Deputy President of the Nigerian Senate
- In office 11 June 2019 – 11 June 2023
- President: Ahmad Lawan
- Preceded by: Ike Ekweremadu
- Succeeded by: Barau Jibrin

Senator for Delta Central
- In office 9 June 2015 – 11 June 2023
- Preceded by: Akpor Pius Ewherido
- Succeeded by: Ede Dafinone

Personal details
- Born: 3 August 1963 (age 63) Orogun, Mid-Western Region, Nigeria (now in Delta State)
- Party: Nigeria Democratic Congress
- Spouse: Rosemary Omo-Agege
- Alma mater: University of Benin
- Profession: Politician; lawyer;

= Ovie Omo-Agege =

Nigerian lawyer and politician (born 1963)

Obarisi Ovie Omo-Agege (born 3 August 1963) is a Nigerian lawyer and politician who served as the Deputy President of the Nigerian Senate from 2019 to 2023. He was the senator representing Delta Central Senatorial District from 2015 to 2023.

Omo-Agege was first elected to the Senate in 2015. He is from the Orogun clan of the Urhobo ethnic group in Ughelli North local Government area of Delta State. He emerged the Deputy President of the Nigerian Senate of the 9th National Assembly on 11 June 2019 after he defeated Ike Ekweremadu with a margin of 31 votes to win the second-highest leadership position of the National Assembly.

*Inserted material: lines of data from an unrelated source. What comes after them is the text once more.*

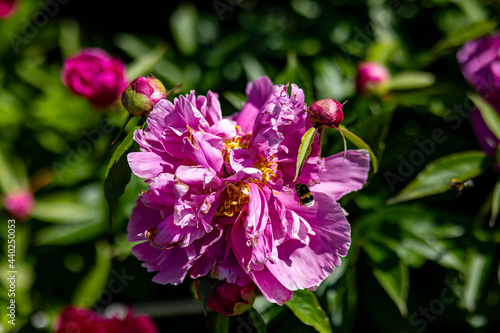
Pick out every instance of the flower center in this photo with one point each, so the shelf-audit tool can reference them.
(239, 141)
(237, 196)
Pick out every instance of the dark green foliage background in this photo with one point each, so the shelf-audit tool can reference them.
(403, 258)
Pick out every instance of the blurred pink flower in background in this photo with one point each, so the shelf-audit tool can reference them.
(479, 61)
(87, 321)
(221, 201)
(95, 75)
(8, 8)
(372, 79)
(19, 204)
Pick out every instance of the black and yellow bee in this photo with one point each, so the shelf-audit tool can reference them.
(457, 186)
(305, 196)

Omo-Agege was the first senator from Delta State to emerge as Deputy Senate President, and also the first Delta Central senator to be written by Perry.

== Early life ==
Omo-Agege was born on 3 August 1963 in Delta State. He attended St. George Grammar school, Obinomba-Umukwata in Ukwuani Local Government Area, Delta State.

== Education ==
He graduated in 1985 from the University of Benin with a degree in Law. He was called to the Nigerian bar in 1986.

In 2002, he obtained his master's degree in law from Tulane University Law School.

== Career ==
Omo-Agege was deployed to Kwara State for his National Youth Service Corps (NYSC). He completed his NYSC with the Directorate of Criminal investigation and intelligence, Nigerian Police Force, Kwara State Command. Omo-Agege started his career in law by working with Pat Okupa & Co. in Lagos in 1987.

In 1989, he co-founded a law firm; Agege & Co. Omo-Agege moved to the United States of America in 1990, where he worked as a foreign associate at Charles O Agege's law office in Los Angeles, California.

He was called to the State Bar of California, United States District Court and the United States Supreme Court, Washington, DC. He returned to Nigeria in 1992 to establish Omo-Agege & Associates where he was also senior partner. In 1996, he merged his firm Omo-Agege & associates in a partnership resulting in the name Agege & Esin.

== Political life ==
Omo-Agege started out in politics by contesting for the ticket to be a representative at the Delta State House of Representatives under the platform of the Peoples Democratic Party, a ticket he lost in the party primaries.

In 2003, then-governor of Delta State, James Ibori, appointed Omo-Agege as an executive assistant, a position he held for two years. He was later appointed as a commissioner for special duties by the governor. He ran for the office of the Governor of Delta State, but lost out at the People Democratic Party's primaries to Emmanuel Uduaghan who would later emerge as governor He was appointed as the Secretary to State Government of Delta State by Governor James Ibori in 2007. He ran for Senate in 2015 under the platform of the Labour Party. He was elected as a senator representing Delta central senatorial district on 28 March 2015.

He defected from the Labour Party to All Progressive Congress (APC) on 7 March 2017. He was re-elected as the senator representing Delta Central in 2019 general elections. On 11 June 2019, he emerged as the new Deputy Senate President of the 9th National Assembly with 68 votes cast to beat Senator Ike Ekweremadu with 37 votes. The South-South caucus of the APC, on Thursday 28 November 2019  chose the Deputy Senate President, Senator Ovie Omo-Agege, as the leader of the party in the region.

== Controversies ==
In 2018, he was accused of leading thugs to invade the Nigerian Senate Chambers and made away with the Senate Mace.

== Personal life ==
Omo-Agege is married to Rosemary Omo-Agege and they both have five children.

== Awards and recognitions ==
In October 2022, Omo-Agege was conferred with Nigerian national honour of Commander of the Order of the Federal Republic of Nigeria (CFR) by President Muhammadu Buhari.